Uważaj na swoich przyjaciół – pierwsi podłożą Ci nogę

Dziecko mem sukcesu fot. Laney Griner

Życie jest piękne, kiedy ciągle wychodzisz poza swoją strefę komfortu. Rozwijasz się, doświadczasz, ryzykujesz, przeżywasz porażki i sukcesy. Każda osoba, która osiągnęła coś w życiu, potwierdzi te słowa, w strefie komfortu można skutecznie korzystać z toalety przez całe swoje życie.

Wychodząc z takich założeń, można pomyśleć, że każdy człowiek powinien wspierać i motywować innych ludzi do wychodzenia poza strefę komfortu. Niestety jest odwrotnie i to Ci najbliżsi powiedzą Ci, że jesteś głupi, bo chcesz coś zrobić. Powiedzą Ci, że to nie może się udać, że nic o tym nie wiesz, idź najpierw na studia, albo na jakiś kurs. Dzięki temu jest szansa, że przejdzie Ci ten zapał i nie zrobisz nic spoza swojej strefy komfortu.

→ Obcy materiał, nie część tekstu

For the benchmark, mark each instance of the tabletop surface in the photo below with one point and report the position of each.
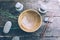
(53, 30)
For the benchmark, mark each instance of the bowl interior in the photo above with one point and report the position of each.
(29, 20)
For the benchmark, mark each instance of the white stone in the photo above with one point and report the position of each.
(7, 27)
(46, 19)
(44, 7)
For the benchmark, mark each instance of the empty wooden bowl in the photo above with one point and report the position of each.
(30, 20)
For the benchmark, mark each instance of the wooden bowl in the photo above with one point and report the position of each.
(30, 20)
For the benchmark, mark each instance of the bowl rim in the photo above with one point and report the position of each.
(32, 28)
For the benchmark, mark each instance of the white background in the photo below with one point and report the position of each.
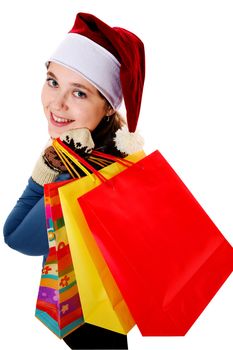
(186, 113)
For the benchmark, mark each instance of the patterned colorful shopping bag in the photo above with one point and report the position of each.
(58, 303)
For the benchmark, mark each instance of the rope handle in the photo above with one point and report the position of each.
(66, 154)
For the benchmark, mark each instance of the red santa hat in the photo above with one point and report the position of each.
(110, 58)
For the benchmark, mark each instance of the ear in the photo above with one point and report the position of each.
(109, 111)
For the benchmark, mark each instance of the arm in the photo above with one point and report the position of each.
(25, 228)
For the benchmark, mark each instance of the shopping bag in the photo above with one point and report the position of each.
(58, 303)
(165, 253)
(101, 300)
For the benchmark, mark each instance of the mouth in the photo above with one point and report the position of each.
(59, 121)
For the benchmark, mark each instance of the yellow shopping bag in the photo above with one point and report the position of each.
(101, 300)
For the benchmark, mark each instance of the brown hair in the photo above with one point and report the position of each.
(105, 131)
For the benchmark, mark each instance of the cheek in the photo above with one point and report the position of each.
(44, 96)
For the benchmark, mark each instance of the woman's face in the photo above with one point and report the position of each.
(70, 101)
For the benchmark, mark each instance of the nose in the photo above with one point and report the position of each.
(60, 101)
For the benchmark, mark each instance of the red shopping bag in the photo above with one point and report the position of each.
(58, 303)
(165, 253)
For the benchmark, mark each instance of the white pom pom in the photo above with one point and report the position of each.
(128, 142)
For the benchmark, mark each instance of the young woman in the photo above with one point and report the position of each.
(89, 74)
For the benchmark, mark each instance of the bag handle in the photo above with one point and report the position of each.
(66, 154)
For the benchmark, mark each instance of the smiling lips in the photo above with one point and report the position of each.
(59, 121)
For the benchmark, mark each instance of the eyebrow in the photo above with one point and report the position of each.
(72, 84)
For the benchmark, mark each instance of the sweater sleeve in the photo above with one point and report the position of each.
(25, 228)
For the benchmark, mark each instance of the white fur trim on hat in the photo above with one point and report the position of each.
(93, 62)
(128, 142)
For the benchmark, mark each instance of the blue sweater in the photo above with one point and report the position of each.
(25, 228)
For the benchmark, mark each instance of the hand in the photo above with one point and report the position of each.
(49, 165)
(79, 140)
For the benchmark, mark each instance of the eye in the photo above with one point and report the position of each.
(80, 94)
(51, 82)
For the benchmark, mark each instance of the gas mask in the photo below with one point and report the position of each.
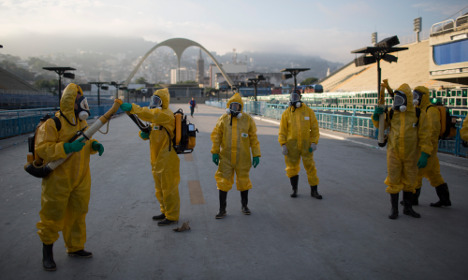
(399, 101)
(155, 103)
(295, 99)
(417, 97)
(83, 111)
(235, 109)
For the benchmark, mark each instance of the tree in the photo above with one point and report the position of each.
(309, 81)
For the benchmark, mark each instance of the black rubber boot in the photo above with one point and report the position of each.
(222, 205)
(81, 254)
(415, 200)
(314, 192)
(394, 202)
(48, 257)
(159, 217)
(444, 196)
(166, 222)
(408, 205)
(245, 201)
(294, 181)
(416, 197)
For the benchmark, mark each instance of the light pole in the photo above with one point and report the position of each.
(379, 51)
(254, 82)
(99, 85)
(293, 73)
(61, 71)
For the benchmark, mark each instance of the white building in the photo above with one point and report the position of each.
(182, 74)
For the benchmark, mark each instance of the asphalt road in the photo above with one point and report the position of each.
(347, 235)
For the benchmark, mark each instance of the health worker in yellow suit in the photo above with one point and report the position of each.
(66, 191)
(164, 159)
(298, 137)
(409, 146)
(432, 169)
(234, 135)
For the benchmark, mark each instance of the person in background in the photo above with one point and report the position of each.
(234, 135)
(66, 191)
(193, 104)
(165, 162)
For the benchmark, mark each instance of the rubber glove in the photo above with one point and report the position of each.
(98, 147)
(215, 158)
(422, 162)
(74, 146)
(285, 150)
(312, 148)
(144, 135)
(255, 161)
(377, 112)
(126, 107)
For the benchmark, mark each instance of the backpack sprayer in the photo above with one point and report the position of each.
(44, 169)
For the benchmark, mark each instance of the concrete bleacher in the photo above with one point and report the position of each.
(412, 68)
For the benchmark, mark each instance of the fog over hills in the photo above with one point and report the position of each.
(112, 58)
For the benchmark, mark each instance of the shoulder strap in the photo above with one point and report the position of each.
(168, 135)
(418, 113)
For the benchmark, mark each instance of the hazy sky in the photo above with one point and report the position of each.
(329, 29)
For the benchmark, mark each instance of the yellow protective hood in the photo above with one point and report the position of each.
(165, 97)
(67, 103)
(409, 96)
(236, 98)
(425, 98)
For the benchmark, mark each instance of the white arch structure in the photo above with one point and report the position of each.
(178, 45)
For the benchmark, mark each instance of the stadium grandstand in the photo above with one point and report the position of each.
(440, 63)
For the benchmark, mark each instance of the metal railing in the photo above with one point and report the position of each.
(17, 122)
(351, 121)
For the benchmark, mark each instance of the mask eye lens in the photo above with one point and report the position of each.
(84, 104)
(155, 102)
(235, 107)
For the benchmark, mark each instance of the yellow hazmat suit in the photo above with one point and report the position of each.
(66, 191)
(164, 162)
(464, 130)
(432, 169)
(233, 143)
(406, 140)
(298, 130)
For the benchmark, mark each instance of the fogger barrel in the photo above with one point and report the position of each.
(45, 169)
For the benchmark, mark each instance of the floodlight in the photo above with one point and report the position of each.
(388, 42)
(390, 58)
(364, 60)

Trzeba być trochę głupim, aby nie posłuchać logicznych rad swoich bliskich i znajomych. Te rady mają sens. Poza tym jest duża szansa, że to może nie wyjść, więc powiedzą wtedy dumnie – mówiłem przecież. Słuchając się takich ludzi, będziemy tacy jak oni. Będziemy żyć w tym samym, przy okazji narzekając, na co popadnie.

Wśród nic nierobiących najgorsza jest zazdrość. Takie osoby nie mają problemu z ciągłym powtarzaniem, że ten to ma osiem mieszkań, temu to się powiodło. Sami nie pracują na to, aby im się powiodło. Dodatkowo nie wykorzystują tych jego mieszkań do motywacji siebie samych. Myślę, że zazdrość jest dobrą, naturalną cechą o ile motywuje osobę zazdrosną do działania. W przeciwnym przypadku jest to złe zachowanie. Często taka zazdrość bez działania robi się strasznie toksyczna i niszczy relacje, a przede wszystkim samą osobę zazdrosną.

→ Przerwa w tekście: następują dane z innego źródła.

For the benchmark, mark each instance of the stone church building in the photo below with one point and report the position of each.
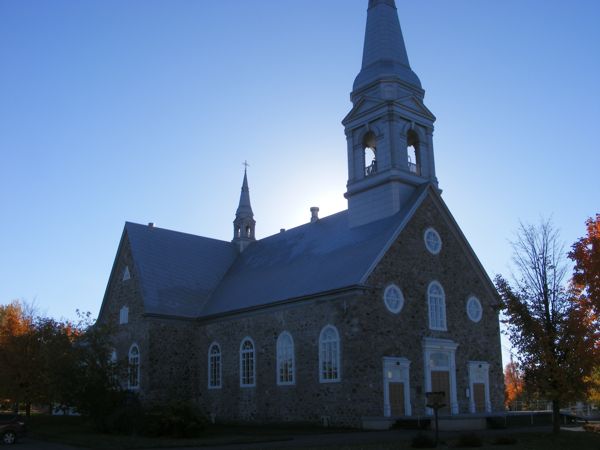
(354, 315)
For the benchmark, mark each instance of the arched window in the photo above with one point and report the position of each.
(393, 298)
(474, 309)
(285, 359)
(247, 363)
(412, 149)
(329, 355)
(134, 367)
(436, 300)
(370, 153)
(123, 315)
(112, 367)
(214, 366)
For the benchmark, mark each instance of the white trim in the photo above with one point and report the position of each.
(471, 300)
(400, 299)
(479, 372)
(389, 363)
(336, 358)
(220, 367)
(437, 314)
(428, 245)
(279, 361)
(253, 375)
(124, 315)
(434, 345)
(136, 386)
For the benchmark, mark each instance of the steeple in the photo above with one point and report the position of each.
(389, 130)
(244, 223)
(384, 52)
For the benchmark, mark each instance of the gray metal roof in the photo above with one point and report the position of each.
(191, 276)
(177, 271)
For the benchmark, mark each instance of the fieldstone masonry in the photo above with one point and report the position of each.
(174, 346)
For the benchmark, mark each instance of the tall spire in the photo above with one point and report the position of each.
(389, 130)
(244, 223)
(384, 52)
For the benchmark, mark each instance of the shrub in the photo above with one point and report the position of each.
(469, 440)
(178, 419)
(422, 441)
(126, 416)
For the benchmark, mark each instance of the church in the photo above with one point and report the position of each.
(348, 317)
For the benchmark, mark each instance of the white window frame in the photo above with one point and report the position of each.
(474, 300)
(134, 365)
(329, 351)
(286, 362)
(214, 367)
(247, 364)
(387, 298)
(428, 246)
(124, 315)
(436, 306)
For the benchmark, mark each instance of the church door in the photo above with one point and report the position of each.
(396, 388)
(479, 397)
(440, 382)
(397, 398)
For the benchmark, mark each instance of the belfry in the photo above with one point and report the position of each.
(389, 130)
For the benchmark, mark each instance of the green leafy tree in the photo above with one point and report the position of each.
(554, 334)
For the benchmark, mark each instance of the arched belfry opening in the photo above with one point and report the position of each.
(389, 130)
(369, 146)
(413, 152)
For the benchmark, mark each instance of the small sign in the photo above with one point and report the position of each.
(435, 400)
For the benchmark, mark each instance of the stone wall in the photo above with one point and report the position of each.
(175, 352)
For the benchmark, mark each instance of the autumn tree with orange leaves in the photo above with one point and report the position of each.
(585, 253)
(513, 383)
(49, 362)
(554, 334)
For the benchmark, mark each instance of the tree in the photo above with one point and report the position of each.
(513, 383)
(51, 362)
(585, 253)
(554, 334)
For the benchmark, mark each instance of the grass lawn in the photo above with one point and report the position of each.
(567, 440)
(74, 431)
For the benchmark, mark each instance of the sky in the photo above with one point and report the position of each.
(144, 111)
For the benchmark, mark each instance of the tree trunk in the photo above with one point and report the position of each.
(555, 416)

Jak już uda Ci się coś osiągnąć, bliscy potrafią to bardzo szybko zdeprecjonować. Stwierdzą szybko, że Ci się udało. Nie można im odmówić racji. Udało się, ale po pewnej pracy, od której oni chętnie by Ciebie odwiedli.

Na szczęście osoby, które coś robią, mają z reguły silniejszy charakter niż nieroby. Są w stanie zignorować ich motywujące rady. Ponadto fakty są takie, że nic dobrego nie powstało w głosach aplauzu i takie głosy są potrzebne. Szkoda tylko, że pochodzą najczęściej z najbliższego otoczenia.

Google – przecież nie ma co konkurować, ze świetnym Yahoo.
Facebook – po co nam kolejna sieć społecznościowa.
„Pub w pobliżu” – w tym miejscu nie może się udać biznes.